A triumphant President Bashir
landed in al-Kurmuk on the first day of Eid al-Adha, 6 November, flanked by his
defence minister and his security director, and, of course, the crucial
minister of presidential affairs, Bakri Hassan Salih. The four gentlemen were
then joined by a second cohort of military personnel including the caretaker
governor of the Blue Nile and the force commander of the Sudan Armed Forces
(SAF) in the state. The President and his entourage entertained the SAF
contingent that had subdued al-Kurmuk, the major stronghold of the rebel Sudan
People’s Liberation Movement in North Sudan (SPLM-N), and declared the town
‘liberated’. While under the control of the SPLM the town was also referred to
as ‘liberated’. The area and its inhabitants suffered the two variants of
‘liberation’ several times during the course of the 1983-2005 civil war. The
first cycle was in November 1987 when the Sudan People’s Liberation Army
(SPLA), under the leadership of the late John Garang, managed to gain control
over the town and its less famed neighbour, Gaisan. In the same year the SPLA
mounted its first sustained campaign in South Kordofan after it had signalled
its military presence in the region with the 1985 surprise raid on al-Gardud. At
the time, Sadiq al-Mahdi was the master in Khartoum presiding over a coalition
government that joined the National Umma Party (NUP) and the Democratic
Unionist Party (DUP). In parliament, the opposition National Islamic Front
(NIF) headed by Hassan al-Turabi grilled the NUP over the military defeat in
Kurmuk. Exasperated, Sadiq al-Mahdi’s captain, the late Omer Nur al-Daim, told
the house, so what if al-Kurmuk fell, Berlin fell, not a particularly felicitous
parallel I suppose. Similar to today’s al-Intibaha the NIF press back then,
al-Raya, al-Sudani and Alwan, ridiculed the hesitant peace efforts of the NUP
and the DUP as mere ‘capitulation’ to the SPLA and whipped up public support
for the war effort.
The SAF armed with Libyan
weapons managed to reclaim al-Kurmuk in December 1988. The town continued to be
the object of competition between the SPLA and the SAF until the former managed
to ‘liberate’ it again in 1997. This time around, there was no opposition in
the parliament to grill the government of President Bashir and Hassan al-Turabi
over the defeat. The event was largely ignored. When the Comprehensive Peace
Agreement (CPA) was signed in 2005 al-Kurmuk was still under the control of the
SPLA. The April 2010 elections delivered the governorship of the Blue Nile
state to the SPLM’s Malik Agar. Later in the year, he declared the transfer of the
state capital from al-Damazin to al-Kurmuk. The decision was never implemented,
possibly due to stiff resistance from Khartoum and the lobbying of the Damazin
merchants and big landowners. The pro-SPLM Khartoum newspaper Ajras al-Hurriya professed
that al-Kurmuk, the state capital to be, would soon become “Africa’s Dubai”, a
regional hub of commerce and tourism. Well, it didn’t.
True to custom, President
Bashir promised the few civilians who were there to attend his Eid al-Adha
address in al-Kurmuk beside the troops that rehabilitation and development
under government aegis would soon soothe the war wounds of the town, now that
it has returned to the bosom of the nation. In the heat of the moment, President Bashir
told his troops to bring in Malik Agar alive and threatened South Sudan with
war in case it continues to support the rebels of the Blue Nile and South Kordofan.

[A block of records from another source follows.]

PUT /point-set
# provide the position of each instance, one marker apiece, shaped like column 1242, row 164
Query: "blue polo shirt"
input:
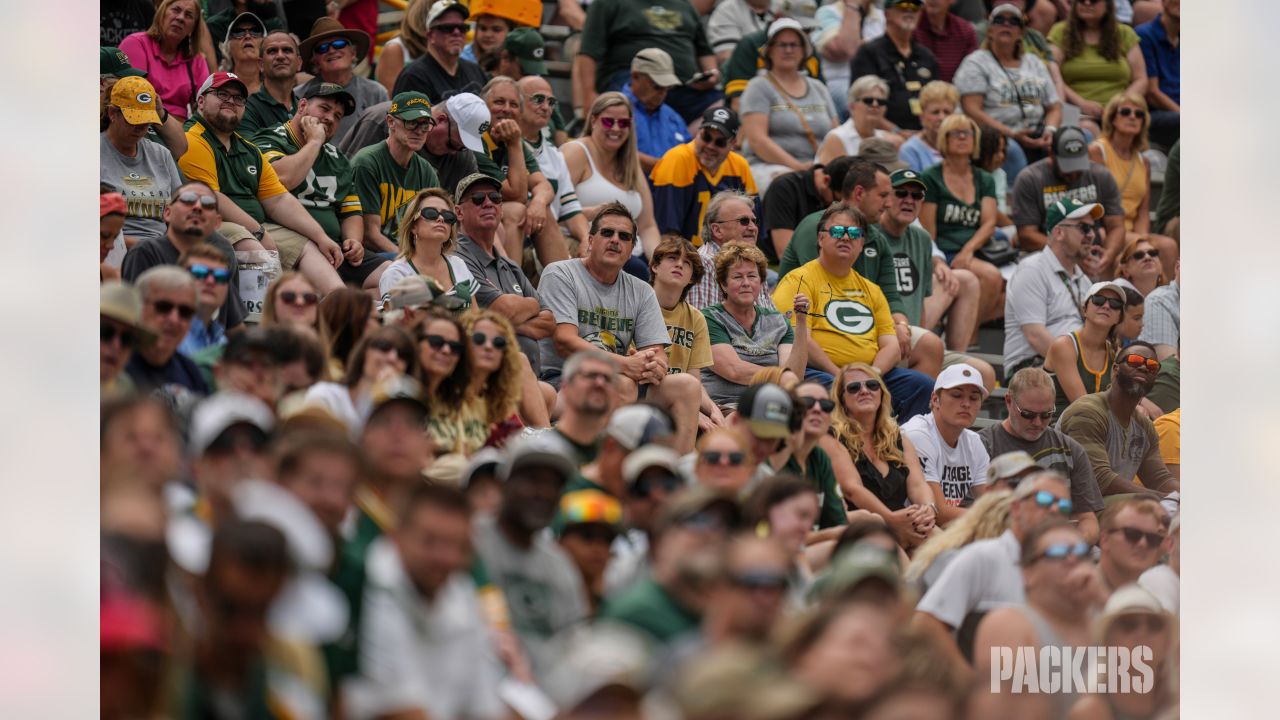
column 659, row 131
column 1162, row 58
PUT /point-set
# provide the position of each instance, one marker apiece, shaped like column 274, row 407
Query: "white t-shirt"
column 958, row 469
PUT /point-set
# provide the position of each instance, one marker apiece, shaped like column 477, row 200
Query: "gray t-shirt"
column 146, row 182
column 1015, row 96
column 1054, row 451
column 612, row 317
column 785, row 126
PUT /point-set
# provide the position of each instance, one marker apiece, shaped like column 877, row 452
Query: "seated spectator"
column 332, row 53
column 1093, row 419
column 658, row 127
column 1124, row 139
column 389, row 174
column 1027, row 428
column 785, row 112
column 1011, row 91
column 901, row 62
column 1068, row 173
column 172, row 54
column 960, row 210
column 868, row 96
column 1161, row 324
column 606, row 168
column 616, row 31
column 144, row 172
column 950, row 37
column 440, row 72
column 689, row 176
column 1100, row 58
column 951, row 456
column 937, row 100
column 887, row 478
column 1040, row 305
column 745, row 335
column 320, row 177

Instead of haraka (Arabic for movement) the President kept saying hashara
(Arabic for insect), to the delight of the audience. The SAF, he declared, has
crushed the hashara for good, probably not I presume.
The President, well informed by
his experience as the SAF commander in Mayom, Upper Nile, in the 1980s,
probably has a better grasp of the virtual invincibility of guerrillas in the
Sudanese war zones. He controlled Mayom once, but only Mayom. The SAF today has
Kurmuk in its grasp; so what, Omer Nur al-Daim could have asked.